31 Mart-3 Nisan 2019 tarihleri arasında bir heyet ile Benin ve Togo'ya iş gezisi gerçekleştireceğiz. Yapacağımız pazar araştırmaları ve görüşmelerden ülkemiz lehine önemli sonuçlar elde edileceğine yürekten inanıyorum.'
ERHAN BARUTOĞLU / DEİK-TÜRKİYE AFRİKA İS KONSEYLERİ KOORDİNATÖR BSK. YRD.
"DÜNYANIN GÖZÜ AFRİKA'DA"
"Afrika'da hammadde kaynaklarının ihtiyaç pazarlarına ulaştırılması için enerji, altyapı ve ulaşımın geliştirilmesi zorunluluğu bulunuyor.
Afrika ülkelerinin pek çoğu, kaynak zenginliğine rağmen, bu kaynakların yerinde yarı mamül veya mamül haline getirilmesi konusunda gerekli bilgi, tecrübe ve teknolojiye gelişmiş ülkeler kadar yakın değiller.

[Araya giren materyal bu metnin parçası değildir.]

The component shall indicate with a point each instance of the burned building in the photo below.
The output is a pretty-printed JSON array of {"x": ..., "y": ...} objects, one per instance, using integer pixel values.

Diğer kıtaların sahip olduğu asgari yaşam koşullarına kavuşmaları gerekli. Bu durum Afrika'dan göçleri de minimize edecektir. Bu açıdan Afrika ülkeleri tüm dünya ülkeleri için oldukça büyük bir pazar oluşturuyor."
ÖZLEM ÖZÜNER / EULER HERMES TÜRKİYE CEO'SU
'KORUMACI POLİTİKALARA DİKKAT"
"Afrika'da imalat sanayi halen emekleme aşamasında ve çok hızlı gelişiyor. Bu da düşük katma değerli endüstrilerin yüksek veya orta gelirli ekonomilerdekine göre daha olgunlaşmamış olduğu anlamına geliyor. Perakende için de aynı şey söz konusu.

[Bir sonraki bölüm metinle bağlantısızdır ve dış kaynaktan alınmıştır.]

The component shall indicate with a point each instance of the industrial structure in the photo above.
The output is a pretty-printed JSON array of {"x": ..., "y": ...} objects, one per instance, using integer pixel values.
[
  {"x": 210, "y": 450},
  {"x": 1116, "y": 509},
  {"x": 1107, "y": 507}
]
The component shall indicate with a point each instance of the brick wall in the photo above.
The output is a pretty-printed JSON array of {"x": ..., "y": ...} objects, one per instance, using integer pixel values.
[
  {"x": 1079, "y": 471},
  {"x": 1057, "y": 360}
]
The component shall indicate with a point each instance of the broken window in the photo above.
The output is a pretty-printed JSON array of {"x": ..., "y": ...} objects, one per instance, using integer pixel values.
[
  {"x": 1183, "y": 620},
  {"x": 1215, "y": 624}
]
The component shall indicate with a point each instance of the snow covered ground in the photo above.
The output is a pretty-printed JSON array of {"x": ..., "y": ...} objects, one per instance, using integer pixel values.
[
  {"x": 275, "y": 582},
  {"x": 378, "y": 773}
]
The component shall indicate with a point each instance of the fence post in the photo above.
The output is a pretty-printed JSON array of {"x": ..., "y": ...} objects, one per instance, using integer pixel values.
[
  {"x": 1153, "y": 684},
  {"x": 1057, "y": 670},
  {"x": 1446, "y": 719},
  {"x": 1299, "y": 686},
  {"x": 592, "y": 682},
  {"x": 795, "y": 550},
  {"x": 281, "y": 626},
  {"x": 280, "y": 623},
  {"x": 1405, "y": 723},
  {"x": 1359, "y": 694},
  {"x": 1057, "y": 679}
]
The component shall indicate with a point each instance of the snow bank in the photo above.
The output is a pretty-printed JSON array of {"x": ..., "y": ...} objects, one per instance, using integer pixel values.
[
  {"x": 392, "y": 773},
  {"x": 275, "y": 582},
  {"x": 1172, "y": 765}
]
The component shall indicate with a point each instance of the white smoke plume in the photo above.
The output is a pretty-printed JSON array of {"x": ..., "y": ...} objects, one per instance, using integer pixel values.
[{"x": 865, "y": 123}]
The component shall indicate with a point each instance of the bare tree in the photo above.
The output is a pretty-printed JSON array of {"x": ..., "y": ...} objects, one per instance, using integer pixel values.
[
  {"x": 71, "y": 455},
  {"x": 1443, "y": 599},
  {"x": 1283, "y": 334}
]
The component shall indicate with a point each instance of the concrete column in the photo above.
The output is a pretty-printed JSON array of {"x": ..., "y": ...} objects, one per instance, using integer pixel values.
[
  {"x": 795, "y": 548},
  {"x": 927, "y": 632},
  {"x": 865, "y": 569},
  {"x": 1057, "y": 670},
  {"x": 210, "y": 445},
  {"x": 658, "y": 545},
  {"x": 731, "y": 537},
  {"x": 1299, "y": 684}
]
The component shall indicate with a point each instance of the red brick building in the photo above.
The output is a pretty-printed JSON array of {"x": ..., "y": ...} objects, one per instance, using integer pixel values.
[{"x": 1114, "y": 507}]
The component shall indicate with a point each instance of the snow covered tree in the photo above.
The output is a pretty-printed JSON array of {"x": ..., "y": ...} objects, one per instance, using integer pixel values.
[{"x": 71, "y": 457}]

Bu alanda en az gelişmiş ekonomiler en yüksek büyüme potansiyeline sahip. Afrika ekonomileri dünyada en korumacı ekonomiler arasında. Afrikalı şirketlerin nakit ödemelerini yapabilmeleri için her yıl döner sermayelerine 35 milyar dolar eklemeleri gerekiyor.
Söz konusu 35 milyar dolar yatırımlar için kullanılabilir ve Afrika'nın toplam GSYH'sinin yüzde 2'si kadar iş yaratılabilir."
EMRE ÖZER / COFACE TÜRKİYE GENEL MÜDÜRÜ
‘MUHATABINIZI İYİ TANIYIN'
"2019 yılında Sahra altı Afrika'da yüzde 3,4, MENA bölgesinde ise yüzde 2,2 büyüme bekliyoruz. Kamerun, Kongo, Etiyopya, Gana, Senegal gibi ülkelerde büyümenin yüzde 5'in üzerinde olması bekleniyor.
Sanayileşmenin az olması, ülkelerin ihtiyaçlarının önemli bölümünü ithal etmelerine neden oluyor. Bu durum da Türk ihracatçıları için fırsatlar yaratıyor. Yatırım ya da ihracat yapılacak ülkelerdeki iş yapma şekilleri, en az pazarın potansiyeli kadar önemli.
Yatırımcıların muhataplarını yakından tanımaları, internet üzerinden kurdukları temaslarla yetinmemeleri, Türkiye'deki kurumlarla irtibatlı olmaları dikkat edilebilecek unsurlar."